Санечку оставили дома, окружили заботой и любовью. Наняли домработницу. Она оказалась воришкой. Украла несколько серебряных ложек и исчезла. Наняли другую. Эта была получше, но у Санечки появились на теле синяки, а в небольшом баре под телевизором начал сам собой испаряться коньяк. Третья продержалась около двух лет, потом заявила, что устала. Уходя, захватила Элину зимнюю шубу…
Жили Волька и Эля как автоматы. День прошел — и слава Богу. Работа, сон и забота о больной дочке занимали всю его тысячу с небольшим быстро летящих минуток. Ни на что другое не хватало сил и времени. Изредка ходили в кино. Так и прожили семнадцать лет. Санечка к этому времени достигла роста и веса десятилетней девочки. По-маленькому ходила сама. Ела руками. Смотреть на это было неприятно. При посторонних родители кормили ее ложкой. Ходила хорошо, даже говорила. Чаще всего громко повторяла услышанное.

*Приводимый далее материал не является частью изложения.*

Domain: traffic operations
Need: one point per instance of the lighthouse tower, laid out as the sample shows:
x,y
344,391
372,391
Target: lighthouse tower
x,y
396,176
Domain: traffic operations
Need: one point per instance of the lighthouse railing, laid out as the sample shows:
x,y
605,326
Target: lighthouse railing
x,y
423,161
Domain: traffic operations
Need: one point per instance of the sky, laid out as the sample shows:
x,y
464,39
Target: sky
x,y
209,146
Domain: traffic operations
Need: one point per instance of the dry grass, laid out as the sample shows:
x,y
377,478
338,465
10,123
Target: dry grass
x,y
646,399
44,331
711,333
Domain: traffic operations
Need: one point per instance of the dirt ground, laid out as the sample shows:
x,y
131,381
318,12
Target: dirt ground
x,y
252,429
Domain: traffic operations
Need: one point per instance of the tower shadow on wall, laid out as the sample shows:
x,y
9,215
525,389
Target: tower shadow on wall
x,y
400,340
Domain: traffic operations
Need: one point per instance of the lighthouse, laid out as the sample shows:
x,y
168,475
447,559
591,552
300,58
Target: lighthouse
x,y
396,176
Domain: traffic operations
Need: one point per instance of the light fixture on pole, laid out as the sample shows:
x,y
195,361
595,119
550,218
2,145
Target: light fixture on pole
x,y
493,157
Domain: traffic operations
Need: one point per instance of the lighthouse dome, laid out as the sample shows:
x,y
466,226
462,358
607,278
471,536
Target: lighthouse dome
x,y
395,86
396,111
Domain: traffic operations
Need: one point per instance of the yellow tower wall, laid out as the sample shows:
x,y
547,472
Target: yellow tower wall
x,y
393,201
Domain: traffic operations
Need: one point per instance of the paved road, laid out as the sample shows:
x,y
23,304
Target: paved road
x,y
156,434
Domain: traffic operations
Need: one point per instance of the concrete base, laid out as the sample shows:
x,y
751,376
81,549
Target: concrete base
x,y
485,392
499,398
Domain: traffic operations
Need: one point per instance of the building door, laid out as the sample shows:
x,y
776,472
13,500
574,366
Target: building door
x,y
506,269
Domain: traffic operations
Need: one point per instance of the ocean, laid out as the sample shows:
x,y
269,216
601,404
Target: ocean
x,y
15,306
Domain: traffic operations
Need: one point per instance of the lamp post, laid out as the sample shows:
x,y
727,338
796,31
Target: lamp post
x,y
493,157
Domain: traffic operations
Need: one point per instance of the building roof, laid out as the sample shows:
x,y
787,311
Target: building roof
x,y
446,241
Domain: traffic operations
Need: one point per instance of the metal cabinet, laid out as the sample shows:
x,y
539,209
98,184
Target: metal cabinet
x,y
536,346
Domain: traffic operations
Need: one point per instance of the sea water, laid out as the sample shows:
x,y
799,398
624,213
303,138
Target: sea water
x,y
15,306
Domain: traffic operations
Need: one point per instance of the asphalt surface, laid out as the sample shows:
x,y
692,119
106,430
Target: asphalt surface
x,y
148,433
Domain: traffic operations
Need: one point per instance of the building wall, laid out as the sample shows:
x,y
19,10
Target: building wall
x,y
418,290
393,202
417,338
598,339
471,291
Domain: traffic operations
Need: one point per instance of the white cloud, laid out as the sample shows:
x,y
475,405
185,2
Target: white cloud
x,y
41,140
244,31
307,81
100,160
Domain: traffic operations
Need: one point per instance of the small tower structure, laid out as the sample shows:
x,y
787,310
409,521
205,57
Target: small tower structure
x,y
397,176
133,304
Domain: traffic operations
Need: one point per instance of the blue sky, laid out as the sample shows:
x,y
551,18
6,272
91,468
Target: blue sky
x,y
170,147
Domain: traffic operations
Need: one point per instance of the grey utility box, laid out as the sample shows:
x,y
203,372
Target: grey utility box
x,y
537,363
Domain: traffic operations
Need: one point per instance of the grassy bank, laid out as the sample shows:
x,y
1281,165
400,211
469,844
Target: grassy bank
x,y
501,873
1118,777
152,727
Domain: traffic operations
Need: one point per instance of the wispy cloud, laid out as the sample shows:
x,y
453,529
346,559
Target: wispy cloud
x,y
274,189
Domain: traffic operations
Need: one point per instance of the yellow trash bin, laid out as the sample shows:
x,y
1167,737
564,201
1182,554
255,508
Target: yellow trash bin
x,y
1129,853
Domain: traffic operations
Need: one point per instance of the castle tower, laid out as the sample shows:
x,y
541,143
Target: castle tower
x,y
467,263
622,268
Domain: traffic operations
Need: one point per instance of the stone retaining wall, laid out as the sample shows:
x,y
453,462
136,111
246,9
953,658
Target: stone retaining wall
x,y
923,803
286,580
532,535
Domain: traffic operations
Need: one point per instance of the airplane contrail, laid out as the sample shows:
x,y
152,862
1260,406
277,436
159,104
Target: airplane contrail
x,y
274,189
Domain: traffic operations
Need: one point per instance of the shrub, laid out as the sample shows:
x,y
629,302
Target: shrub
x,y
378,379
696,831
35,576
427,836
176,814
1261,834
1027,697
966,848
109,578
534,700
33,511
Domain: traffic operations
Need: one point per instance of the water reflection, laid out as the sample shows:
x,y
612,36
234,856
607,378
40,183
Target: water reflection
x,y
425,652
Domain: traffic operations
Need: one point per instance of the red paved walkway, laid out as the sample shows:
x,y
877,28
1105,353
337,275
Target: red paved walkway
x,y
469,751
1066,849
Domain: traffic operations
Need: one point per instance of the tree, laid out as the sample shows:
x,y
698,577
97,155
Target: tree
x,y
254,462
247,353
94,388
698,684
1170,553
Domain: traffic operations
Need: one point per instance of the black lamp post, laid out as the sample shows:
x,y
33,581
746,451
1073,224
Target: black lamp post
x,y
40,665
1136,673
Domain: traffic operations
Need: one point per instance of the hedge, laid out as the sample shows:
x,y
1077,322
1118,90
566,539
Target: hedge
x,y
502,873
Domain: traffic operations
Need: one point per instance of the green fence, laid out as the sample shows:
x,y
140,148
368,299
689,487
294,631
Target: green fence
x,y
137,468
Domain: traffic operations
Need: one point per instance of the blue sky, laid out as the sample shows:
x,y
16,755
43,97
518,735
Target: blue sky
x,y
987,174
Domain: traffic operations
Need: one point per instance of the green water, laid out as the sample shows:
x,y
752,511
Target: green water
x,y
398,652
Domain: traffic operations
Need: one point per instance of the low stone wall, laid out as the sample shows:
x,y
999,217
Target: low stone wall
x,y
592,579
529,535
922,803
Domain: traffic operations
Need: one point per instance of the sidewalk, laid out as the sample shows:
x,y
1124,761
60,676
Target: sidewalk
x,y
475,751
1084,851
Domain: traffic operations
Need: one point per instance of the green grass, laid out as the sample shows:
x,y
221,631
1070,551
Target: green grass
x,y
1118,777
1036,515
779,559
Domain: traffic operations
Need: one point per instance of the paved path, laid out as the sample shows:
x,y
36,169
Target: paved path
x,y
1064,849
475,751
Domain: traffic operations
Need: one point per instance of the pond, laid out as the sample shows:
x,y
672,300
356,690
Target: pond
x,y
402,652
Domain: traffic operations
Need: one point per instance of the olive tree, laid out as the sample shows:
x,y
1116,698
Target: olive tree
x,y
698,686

Эля привыкла к жизни по расписанию. Облегченная работа (она была лектором политпросвещения) позволяла ей планировать день. У нее появился близкий друг — театральный режиссер, очаровательный рыжий еврей, провинциальный гений, кочующий между Ленинградом и Вильнюсом. Он жалел и любил Элю. Таскал ее на репетиции. Отвлекал и развлекал как умел. К Вольке презрения не испытывал, наоборот, уважал его за стойкость. Совесть его не колола, потому что он был уверен, что дает Эле то, что затюканный жизнью Волька дать не в состоянии — иллюзию счастья.